A playlist from Spotify called appropriately “sped up songs” (see the graphic above) has been liked by almost a million users, and the hashtag “spedupsounds” has 9.6 billion views on TikTok. YouTube has a whole flotilla of sped up song videos, with one featuring pop songs from the 2000s reaching almost 5 million views.
This Is Not New
While the root of this trend is said to come from a pair of Norwegian high school students back in 2002 based on an EP they released called Nightcore, the trend has slowly caught on over the years. Thanks to everyone having a generally shorter attention span and a habit for watching videos sped up 1.5X or more, you can see how the practice can now be accepted without much ridicule.
While the trend can be described as quirky, there’s also a business edge to it.
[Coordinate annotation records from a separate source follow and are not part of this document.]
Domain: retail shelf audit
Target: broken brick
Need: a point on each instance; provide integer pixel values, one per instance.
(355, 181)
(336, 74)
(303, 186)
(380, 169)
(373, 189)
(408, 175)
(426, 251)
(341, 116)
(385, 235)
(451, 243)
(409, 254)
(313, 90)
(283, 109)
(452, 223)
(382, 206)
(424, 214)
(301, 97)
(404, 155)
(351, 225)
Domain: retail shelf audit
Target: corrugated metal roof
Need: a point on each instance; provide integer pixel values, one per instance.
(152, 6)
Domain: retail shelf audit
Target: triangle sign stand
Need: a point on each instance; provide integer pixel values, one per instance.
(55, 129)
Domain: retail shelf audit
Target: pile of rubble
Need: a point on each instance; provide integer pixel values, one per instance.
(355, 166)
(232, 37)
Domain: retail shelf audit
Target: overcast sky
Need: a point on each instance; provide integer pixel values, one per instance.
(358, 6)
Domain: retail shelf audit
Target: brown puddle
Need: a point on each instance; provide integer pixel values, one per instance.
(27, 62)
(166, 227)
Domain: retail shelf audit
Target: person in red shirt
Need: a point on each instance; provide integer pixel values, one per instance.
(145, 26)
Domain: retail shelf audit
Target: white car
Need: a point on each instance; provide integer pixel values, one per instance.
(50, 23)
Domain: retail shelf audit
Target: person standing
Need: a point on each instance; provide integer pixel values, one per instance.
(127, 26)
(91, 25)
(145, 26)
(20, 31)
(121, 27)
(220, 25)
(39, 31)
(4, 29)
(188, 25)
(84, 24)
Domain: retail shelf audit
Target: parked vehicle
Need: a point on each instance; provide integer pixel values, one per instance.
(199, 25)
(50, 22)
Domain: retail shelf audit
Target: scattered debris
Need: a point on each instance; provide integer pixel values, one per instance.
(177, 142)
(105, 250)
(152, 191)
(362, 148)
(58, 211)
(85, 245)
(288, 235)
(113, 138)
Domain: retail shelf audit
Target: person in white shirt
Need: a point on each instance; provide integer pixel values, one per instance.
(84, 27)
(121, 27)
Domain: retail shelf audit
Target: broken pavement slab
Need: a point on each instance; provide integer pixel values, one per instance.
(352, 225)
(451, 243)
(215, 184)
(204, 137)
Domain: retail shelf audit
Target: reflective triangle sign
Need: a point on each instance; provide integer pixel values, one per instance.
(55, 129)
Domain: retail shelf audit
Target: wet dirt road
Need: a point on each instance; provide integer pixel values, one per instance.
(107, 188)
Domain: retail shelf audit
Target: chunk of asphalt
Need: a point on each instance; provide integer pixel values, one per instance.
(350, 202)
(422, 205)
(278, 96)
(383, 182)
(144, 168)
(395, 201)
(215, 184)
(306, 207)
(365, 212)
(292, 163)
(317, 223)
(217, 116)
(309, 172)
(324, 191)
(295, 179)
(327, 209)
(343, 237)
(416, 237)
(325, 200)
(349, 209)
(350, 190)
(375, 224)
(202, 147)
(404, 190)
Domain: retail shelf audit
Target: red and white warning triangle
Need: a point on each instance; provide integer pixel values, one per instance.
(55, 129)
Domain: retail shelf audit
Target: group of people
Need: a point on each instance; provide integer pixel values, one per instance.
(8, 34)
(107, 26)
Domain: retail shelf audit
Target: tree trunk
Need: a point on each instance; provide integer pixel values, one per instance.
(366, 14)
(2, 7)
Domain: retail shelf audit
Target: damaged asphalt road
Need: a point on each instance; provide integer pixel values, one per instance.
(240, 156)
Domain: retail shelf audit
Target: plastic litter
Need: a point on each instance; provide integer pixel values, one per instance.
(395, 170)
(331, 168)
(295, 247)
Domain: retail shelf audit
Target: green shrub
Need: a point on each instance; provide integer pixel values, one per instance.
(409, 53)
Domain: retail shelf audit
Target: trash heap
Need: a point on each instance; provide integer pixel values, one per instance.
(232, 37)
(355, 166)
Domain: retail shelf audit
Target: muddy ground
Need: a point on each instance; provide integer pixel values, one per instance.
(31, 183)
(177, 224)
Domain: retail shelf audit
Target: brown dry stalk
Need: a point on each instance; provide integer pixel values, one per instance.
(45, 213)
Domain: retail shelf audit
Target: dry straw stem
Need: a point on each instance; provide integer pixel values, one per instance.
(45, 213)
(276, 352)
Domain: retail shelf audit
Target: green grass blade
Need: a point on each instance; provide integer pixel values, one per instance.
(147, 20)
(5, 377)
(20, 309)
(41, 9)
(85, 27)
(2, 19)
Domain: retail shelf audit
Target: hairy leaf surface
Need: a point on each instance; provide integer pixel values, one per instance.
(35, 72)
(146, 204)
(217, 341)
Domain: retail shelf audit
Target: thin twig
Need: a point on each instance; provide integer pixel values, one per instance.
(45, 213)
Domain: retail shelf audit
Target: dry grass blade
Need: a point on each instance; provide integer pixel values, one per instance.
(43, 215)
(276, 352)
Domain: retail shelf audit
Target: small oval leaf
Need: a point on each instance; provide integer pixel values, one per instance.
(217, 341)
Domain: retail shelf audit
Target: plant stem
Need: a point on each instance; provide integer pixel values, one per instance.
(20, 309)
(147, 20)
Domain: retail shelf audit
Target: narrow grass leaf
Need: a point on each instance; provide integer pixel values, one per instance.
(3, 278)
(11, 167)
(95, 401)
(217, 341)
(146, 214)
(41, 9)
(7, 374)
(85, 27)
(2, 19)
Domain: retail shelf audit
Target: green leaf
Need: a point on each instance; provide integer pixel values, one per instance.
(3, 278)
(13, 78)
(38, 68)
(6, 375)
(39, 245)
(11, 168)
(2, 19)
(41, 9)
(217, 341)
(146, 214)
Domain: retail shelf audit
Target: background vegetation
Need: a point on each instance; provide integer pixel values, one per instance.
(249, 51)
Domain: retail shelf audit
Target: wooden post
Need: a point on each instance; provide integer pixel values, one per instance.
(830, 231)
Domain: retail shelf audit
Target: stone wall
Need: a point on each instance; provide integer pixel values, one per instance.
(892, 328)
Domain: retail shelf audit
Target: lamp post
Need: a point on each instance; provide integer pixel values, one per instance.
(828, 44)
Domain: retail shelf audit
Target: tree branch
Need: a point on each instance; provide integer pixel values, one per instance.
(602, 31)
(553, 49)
Record labels have spotted that old hits can receive a new life with the release of a sped up version. That means that they can turn out a new version relatively fast and cheaply without having to do what they’ve done in the past, which is order a remix.
That also means that the major labels are dominating some of the sped up Spotify playlists. Billboard discovered that one in particular, “sped up nightcore,” has only artists from the Warner Music Group roster.
As you can imagine, artists are balking at sped up versions of their songs. “If I wanted it that fast I would have recorded it that way,” is a frequent mantra. It’s easy to change your mind about this, however, if it gets more people to listen.